All fixed assets are stated at historical cost of acquisition less accumulated depreciation.

e. Investments :

No provision has been made for diminution in the value of investment in the equity shares of Tokyo Plast International Ltd. as the diminution in the value of shares is considered as temporary. These investments are held as long term investments and hence valued at cost.

f. Depreciation :

Depreciation of fixed assets is provided for on the "Straight Line Method" as per the rates and in the manner prescribed by Schedule XIV of the Companies Act, 1956.

g. Deferred Taxation :

Provision for taxation comprises of Current Tax, Deferred Tax and Fringe Benefit Tax. Current Tax Provision has been made in accordance with the Income Tax Act, 1961.

Deferred tax assets and liabilities are recognized for future tax consequences attributable to the timing difference that result between the profit offered for income tax and the profit as per the financial statements Deferred tax assets and liabilities are measured as per the tax rates that have been enacted or substantively enacted by the Balance Sheet date and are reviewed for appropriateness of their respective carrying values at each Balance Sheet Date.
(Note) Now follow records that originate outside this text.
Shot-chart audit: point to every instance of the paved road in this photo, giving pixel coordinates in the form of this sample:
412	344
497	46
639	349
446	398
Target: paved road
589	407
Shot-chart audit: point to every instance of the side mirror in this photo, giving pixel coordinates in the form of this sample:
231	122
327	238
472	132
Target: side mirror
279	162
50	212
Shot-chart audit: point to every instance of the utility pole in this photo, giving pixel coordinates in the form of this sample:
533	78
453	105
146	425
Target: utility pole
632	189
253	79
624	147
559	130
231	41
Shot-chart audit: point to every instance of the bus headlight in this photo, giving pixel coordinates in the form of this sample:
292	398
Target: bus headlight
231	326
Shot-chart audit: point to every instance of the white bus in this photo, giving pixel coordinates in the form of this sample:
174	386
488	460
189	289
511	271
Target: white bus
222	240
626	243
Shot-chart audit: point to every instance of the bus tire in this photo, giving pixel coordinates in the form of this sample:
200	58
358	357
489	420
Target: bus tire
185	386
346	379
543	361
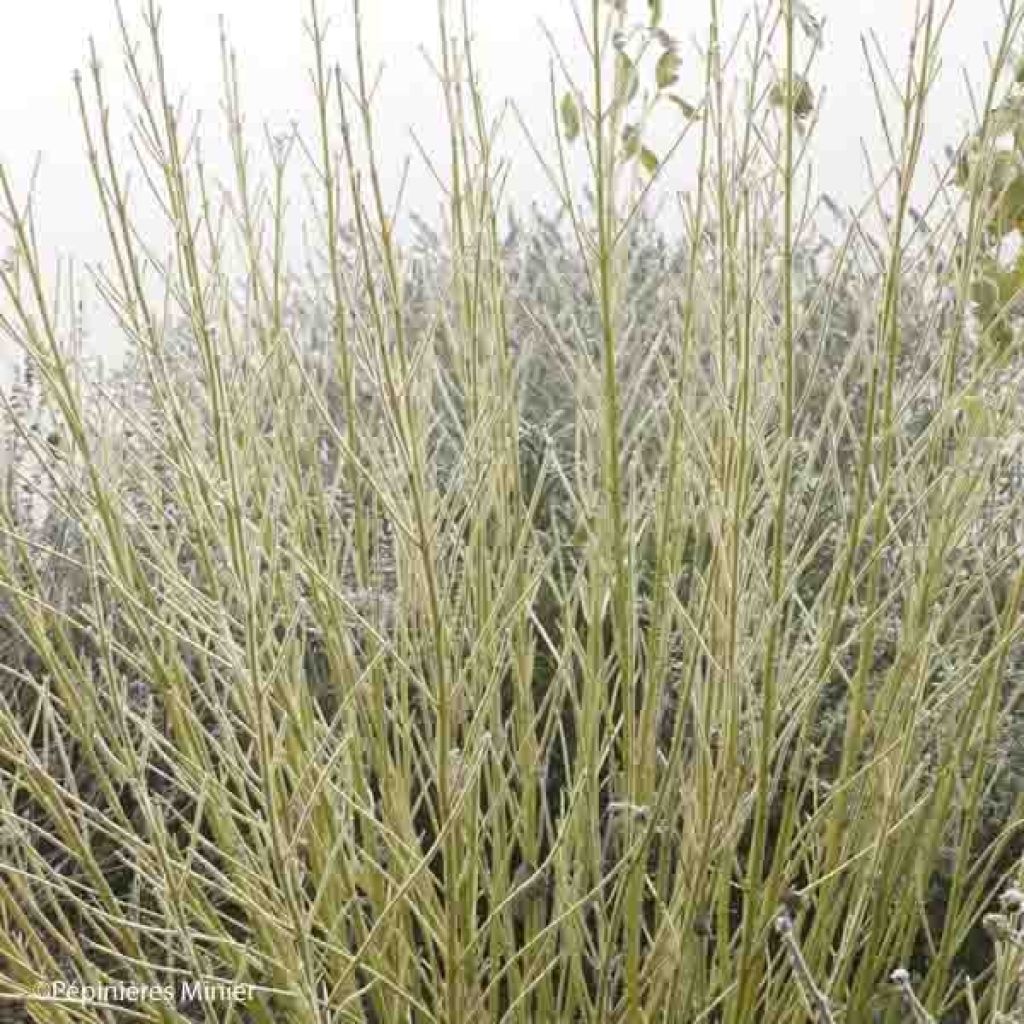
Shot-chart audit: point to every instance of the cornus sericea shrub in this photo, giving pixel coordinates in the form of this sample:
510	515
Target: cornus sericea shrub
505	623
The major component is Depreciation.

h. Basis of Preparation :

The Financial Statements have been prepared to comply in all material respects with Mandatory Accounting Standards issued by the Institute of Chartered Accountants of India and the relevant provisions of the Companies Act, 1956. The financial statements have been prepared under the Historical Cost convention on an Accrual basis except in case of assets for which provision for Impairment is made and Revaluation is carried out.